The failure of the world's most powerful governments to launch a new round of global trade talks last week is not likely to slow the pace of globalization, but it could usher in a period of trade friction and cause the already burgeoning U.S. trade deficit to climb even higher.

That's the consensus of trade experts, economists and business leaders polled since the meeting of the World Trade Organization collapsed Friday night. They predicted that any further liberalization of the world's trading rules would have to wait at least two years, until after a new U.S. president and Congress have been elected and a new governance structure has been put in place at the WTO headquarters in Geneva.

"The grim message of Seattle is that not only won't we have a new round now, but we won't have one for some time," said Peter Kenan, a widely respected international economist at Princeton University. "And in the meantime, there will be a whole new set of trade issues that will come along that will fester."

"Things are going to just limp along until there can be a wholesale rethinking of the trade strategy," said Julius Katz, deputy trade negotiator in the Bush administration and an international consultant in Washington.

History records that there have been no major advances in trade during this century without the leadership of the United States. That role was first put in doubt in 1997 with Congress's defeat of "fast track" legislation. And those doubts were only confirmed last week by the stubborn negotiating stance taken by the European Union and the open revolt staged by developing countries.

"I think there has been serious damage done to the ability of the U.S. to shape the world trade agenda," said Daniel K. Tarullo, a former Clinton economic adviser now teaching at Georgetown University Law Center. "We can still exercise a veto, effectively, but it's clear we cannot, on our own, move the ball forward."

At the Economic Strategy Institute, Managing Director Lawrence Chimerine worries that, without some mechanism to open up markets for U.S. products and services, particularly in Asia, there's no prospect of controlling a U.S. trade deficit that is now approaching $300 billion a year. In his view, that is an economic and political time bomb just waiting to explode at the first sign of an economic downturn in the United States.

Flush from their self-proclaimed "victory" in Seattle, the left-leaning coalition of unionists, environmentalists and human rights activists plans to redouble its efforts to have Congress block the recently negotiated U.S.-China trade deal that would open the door for China's admission to the WTO. Also in jeopardy: trade treaties lowering tariffs of goods from the Caribbean and Africa.

"The antis smell blood," said C. Fred Bergsten, director of the Institute for International Economics.

The business community is already scrambling to battle stations. "On China, we're taking a take-no-prisoners attitude," vowed Thomas Donahue, president of the U.S. Chamber of Commerce. "We've told our people that we have to get out of bed and go to work."

The political fallout will not be confined to the United States.
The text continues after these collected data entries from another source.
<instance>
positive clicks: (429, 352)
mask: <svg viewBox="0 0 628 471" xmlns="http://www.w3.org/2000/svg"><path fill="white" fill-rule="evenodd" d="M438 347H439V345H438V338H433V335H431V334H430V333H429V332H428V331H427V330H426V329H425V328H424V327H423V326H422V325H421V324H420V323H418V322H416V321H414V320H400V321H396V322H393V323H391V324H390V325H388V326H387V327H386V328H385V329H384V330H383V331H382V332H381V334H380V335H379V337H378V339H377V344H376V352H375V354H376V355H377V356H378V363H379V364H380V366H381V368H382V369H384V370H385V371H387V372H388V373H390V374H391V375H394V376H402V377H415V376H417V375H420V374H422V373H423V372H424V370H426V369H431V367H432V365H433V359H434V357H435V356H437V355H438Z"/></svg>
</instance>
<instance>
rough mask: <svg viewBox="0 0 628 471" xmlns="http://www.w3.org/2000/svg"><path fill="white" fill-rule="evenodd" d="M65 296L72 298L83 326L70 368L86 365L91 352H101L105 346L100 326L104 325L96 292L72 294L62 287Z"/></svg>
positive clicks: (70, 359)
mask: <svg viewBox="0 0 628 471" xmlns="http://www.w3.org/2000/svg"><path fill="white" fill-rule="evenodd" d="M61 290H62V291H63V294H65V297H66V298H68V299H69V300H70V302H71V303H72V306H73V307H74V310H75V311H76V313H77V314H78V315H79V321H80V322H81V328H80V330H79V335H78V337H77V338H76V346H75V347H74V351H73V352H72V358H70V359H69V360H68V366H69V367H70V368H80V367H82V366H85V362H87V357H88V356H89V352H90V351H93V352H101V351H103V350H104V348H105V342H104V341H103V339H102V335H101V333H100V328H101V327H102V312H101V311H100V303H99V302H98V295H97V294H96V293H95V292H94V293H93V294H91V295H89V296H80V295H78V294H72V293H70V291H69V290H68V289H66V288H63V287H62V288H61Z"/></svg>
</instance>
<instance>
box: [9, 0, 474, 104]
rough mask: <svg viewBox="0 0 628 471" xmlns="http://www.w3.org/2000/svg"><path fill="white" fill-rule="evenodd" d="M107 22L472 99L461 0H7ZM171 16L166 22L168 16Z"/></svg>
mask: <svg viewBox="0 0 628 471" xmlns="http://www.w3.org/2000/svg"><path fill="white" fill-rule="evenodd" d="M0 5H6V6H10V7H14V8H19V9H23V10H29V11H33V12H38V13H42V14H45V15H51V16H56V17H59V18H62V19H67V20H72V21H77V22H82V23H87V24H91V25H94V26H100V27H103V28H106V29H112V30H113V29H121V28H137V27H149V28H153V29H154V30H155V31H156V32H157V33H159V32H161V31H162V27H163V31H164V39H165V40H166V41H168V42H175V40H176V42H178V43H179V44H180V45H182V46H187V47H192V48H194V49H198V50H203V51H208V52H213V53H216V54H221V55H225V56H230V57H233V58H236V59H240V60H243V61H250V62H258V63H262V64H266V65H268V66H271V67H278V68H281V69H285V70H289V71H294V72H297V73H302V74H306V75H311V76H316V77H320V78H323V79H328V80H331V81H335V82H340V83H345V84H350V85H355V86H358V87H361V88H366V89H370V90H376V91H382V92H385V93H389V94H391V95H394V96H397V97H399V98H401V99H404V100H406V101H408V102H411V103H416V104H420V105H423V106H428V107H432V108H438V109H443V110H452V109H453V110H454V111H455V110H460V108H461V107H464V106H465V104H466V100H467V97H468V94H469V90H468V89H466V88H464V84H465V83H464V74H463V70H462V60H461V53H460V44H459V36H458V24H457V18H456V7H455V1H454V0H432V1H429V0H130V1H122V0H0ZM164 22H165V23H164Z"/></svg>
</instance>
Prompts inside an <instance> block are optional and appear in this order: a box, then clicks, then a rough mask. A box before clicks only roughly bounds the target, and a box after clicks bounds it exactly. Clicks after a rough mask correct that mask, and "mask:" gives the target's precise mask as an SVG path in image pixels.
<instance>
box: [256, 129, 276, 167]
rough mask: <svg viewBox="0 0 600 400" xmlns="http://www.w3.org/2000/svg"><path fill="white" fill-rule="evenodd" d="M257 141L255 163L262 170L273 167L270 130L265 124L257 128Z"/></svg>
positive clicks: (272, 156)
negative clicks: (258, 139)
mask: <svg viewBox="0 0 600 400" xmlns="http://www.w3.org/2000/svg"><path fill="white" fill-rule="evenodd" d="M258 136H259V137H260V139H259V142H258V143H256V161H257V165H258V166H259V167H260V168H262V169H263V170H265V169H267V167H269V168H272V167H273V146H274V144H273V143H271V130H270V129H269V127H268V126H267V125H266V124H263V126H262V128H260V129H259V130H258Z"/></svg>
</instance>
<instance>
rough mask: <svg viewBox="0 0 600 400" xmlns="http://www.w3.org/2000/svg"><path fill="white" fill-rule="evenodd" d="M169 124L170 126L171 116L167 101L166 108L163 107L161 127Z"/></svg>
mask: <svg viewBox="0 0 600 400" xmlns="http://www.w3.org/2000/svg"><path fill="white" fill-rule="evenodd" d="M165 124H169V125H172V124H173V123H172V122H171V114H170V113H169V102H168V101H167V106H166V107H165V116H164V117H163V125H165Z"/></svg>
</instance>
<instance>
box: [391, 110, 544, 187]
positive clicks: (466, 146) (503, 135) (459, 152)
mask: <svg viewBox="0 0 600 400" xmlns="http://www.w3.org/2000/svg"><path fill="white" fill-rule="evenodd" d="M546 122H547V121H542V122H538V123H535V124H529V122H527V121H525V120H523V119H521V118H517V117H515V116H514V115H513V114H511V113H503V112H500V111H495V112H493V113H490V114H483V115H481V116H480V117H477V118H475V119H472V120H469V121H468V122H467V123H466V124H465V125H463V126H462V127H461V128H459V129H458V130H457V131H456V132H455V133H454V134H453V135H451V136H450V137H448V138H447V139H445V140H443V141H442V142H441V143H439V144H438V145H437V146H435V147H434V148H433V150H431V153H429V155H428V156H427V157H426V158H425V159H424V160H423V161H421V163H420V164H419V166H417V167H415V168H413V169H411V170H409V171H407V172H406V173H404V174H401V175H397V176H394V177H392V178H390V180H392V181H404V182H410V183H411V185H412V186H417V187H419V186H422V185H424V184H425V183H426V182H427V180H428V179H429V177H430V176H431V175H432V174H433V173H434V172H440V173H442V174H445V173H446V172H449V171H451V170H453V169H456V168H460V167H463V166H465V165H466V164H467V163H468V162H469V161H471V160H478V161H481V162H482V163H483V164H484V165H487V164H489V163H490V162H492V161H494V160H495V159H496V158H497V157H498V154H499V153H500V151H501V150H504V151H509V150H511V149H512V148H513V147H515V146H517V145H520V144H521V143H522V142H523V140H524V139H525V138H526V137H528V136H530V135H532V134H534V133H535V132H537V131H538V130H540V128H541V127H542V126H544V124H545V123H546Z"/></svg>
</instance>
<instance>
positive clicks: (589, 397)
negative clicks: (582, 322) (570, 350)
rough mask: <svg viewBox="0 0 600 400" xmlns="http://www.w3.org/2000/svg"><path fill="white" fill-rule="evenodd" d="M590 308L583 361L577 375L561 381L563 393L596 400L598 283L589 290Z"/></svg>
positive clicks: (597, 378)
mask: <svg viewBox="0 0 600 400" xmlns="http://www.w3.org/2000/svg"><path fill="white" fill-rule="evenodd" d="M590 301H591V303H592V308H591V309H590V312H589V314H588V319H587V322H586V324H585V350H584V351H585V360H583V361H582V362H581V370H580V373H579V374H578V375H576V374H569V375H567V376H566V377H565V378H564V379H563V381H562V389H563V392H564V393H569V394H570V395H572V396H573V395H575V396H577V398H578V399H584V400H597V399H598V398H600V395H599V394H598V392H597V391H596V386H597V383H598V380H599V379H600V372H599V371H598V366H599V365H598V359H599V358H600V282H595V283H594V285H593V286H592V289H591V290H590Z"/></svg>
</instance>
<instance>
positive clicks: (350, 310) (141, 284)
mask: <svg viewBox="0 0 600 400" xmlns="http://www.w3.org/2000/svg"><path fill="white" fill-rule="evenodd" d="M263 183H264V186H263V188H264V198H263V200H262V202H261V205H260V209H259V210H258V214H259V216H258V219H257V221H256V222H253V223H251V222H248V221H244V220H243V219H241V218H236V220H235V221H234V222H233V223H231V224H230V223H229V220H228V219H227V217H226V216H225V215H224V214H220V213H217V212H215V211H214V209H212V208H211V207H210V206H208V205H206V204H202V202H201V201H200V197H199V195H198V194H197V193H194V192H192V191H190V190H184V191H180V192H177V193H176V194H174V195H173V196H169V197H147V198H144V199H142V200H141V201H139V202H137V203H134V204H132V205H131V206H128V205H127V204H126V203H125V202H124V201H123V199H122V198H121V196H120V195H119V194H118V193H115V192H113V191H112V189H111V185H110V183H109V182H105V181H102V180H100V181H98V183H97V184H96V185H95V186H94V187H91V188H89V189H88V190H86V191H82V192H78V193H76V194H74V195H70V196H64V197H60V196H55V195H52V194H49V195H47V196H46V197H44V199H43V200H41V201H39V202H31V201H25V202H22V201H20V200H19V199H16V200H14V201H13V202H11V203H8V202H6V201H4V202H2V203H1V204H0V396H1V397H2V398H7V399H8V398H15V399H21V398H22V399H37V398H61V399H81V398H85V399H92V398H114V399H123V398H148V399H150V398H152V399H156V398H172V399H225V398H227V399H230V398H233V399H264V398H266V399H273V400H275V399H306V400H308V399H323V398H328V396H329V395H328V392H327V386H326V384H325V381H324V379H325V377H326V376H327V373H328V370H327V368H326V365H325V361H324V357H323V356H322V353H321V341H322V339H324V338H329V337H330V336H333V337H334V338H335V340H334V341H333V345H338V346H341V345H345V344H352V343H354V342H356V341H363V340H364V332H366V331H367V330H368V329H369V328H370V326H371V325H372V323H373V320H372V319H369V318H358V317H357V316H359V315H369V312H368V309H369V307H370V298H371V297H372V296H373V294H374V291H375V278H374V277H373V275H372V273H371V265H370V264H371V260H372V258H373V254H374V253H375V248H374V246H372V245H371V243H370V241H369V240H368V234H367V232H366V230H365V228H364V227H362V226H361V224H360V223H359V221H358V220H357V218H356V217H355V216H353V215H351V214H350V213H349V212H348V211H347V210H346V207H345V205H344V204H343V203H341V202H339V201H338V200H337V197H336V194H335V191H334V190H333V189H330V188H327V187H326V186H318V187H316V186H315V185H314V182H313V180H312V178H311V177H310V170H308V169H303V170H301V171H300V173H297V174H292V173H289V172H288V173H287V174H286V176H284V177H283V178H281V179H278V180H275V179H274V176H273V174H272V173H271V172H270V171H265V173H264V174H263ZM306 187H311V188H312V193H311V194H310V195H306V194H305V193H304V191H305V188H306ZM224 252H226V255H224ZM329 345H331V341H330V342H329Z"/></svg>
Jeffrey E. Garten, dean of Yale University's School of Management, predicted that foes of globalization who used the Internet so effectively in Seattle to marshal their forces will now train their sights on other targets, such as the International Monetary Fund, the World Bank, and separate negotiations now underway on environmental and health issues.

"There's been a real democratization of the debate over trade and globalization," Garten said. "What Seattle showed was that there is a lot more angst beneath the surface."

In some respect, it may make sense that the world might want to take a few years to absorb all the economic, social and political consequences of a decade in which the volume of global trade and cross-border investment has skyrocketed. In the optimistic view, history may record this as the pause that refreshed the movement toward further trade liberalization.

Nor should it be surprising that the pace of trade negotiations has slowed. After all, the early rounds were relatively simple affairs, focused primarily on lowering tariffs on industrial goods. But many of the remaining issues facing negotiators require countries to make much more fundamental and difficult changes in the way they organize their societies, trading off economic interests against political, cultural and moral values.

"We've already got all the low-hanging fruit," said Laura D'Andrea Tyson, first chairman of Clinton's Council of Economic Advisers and now dean of the business school at the University of California at Berkeley. "From now on, it's going to be slow going."

Without another round of global trade talks, slow going is likely to mean that governments and businesses looking to open new markets will turn to bilateral or regional agreements, such as the one being discussed by the European Union and the Mercusor group of developing countries in South America.

At the same time, countries looking to redress grievances they have with current trading rules may resort to unilateral sanctions rather than pinning hopes on any reform of those regulations. That, in turn, could prompt retaliations and raise the overall level of trade tensions.

"This thing is very serious," warned Sylvia Ostry, a former Canadian trade negotiator who now teaches at the University of Toronto. "I don't know if the WTO system can survive. It's badly weakened right now."